Oltre alle notizie tratte dal diario dello zio di Audrey, il libro utilizza le notizie contenute negli archivi olandesi relativi alla II guerra mondiale.
Ci sono anche alcune interviste sul periodo della guerra in Europa, rilasciate dall’attrice e foto della collezione personale della famiglia, alcune pubblicate per la prima volta. Il padre della Hepburn era un uomo d’affari inglese che, poi, abbandonò la famiglia quando Audrey era bambina; la madre era una baronessa olandese, entrambi erano membri della British Union of Fascists e quindi filonazisti. Fu l’esempio di suo zio Otto che la spinse a entrare nella resistenza e l’esecuzione del conte van Limburg Stirum, dopo otto mesi di prigionia, oltre a sconvolgere la giovane Audrey, la spinse a lottare ancor più fermamente.

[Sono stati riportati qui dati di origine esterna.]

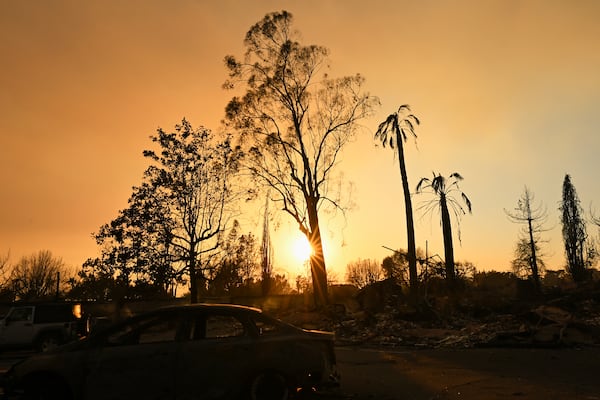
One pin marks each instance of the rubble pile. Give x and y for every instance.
(561, 322)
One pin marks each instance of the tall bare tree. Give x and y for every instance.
(533, 218)
(266, 253)
(579, 252)
(38, 276)
(394, 131)
(295, 122)
(443, 190)
(364, 272)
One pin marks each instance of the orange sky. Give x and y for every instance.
(508, 94)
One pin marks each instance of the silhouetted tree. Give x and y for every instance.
(443, 190)
(394, 131)
(175, 218)
(266, 253)
(527, 253)
(135, 250)
(363, 272)
(580, 254)
(237, 264)
(295, 124)
(39, 276)
(192, 177)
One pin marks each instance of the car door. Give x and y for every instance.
(136, 362)
(17, 327)
(216, 361)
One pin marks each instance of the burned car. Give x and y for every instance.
(202, 351)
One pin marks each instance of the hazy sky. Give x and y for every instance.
(508, 93)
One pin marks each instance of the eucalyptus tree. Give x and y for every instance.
(394, 131)
(579, 252)
(294, 120)
(527, 251)
(443, 190)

Di questa vita di Audrey durante la guerra poco sapevano anche i familiari. Luca Dotti, figlio dell’attrice, ha dichiarata di aver appreso da questo libro cose che non sapeva su sua madre e che fanno luce sulle sue ossessioni: “Ora capisco perché le parole buono e cattivo, amore e compassione, erano così importanti nei suoi discorsi. Perché era tanto aperta per raccontare certi fatti, ma ne occultava altri in una zona nascosta del suo essere“.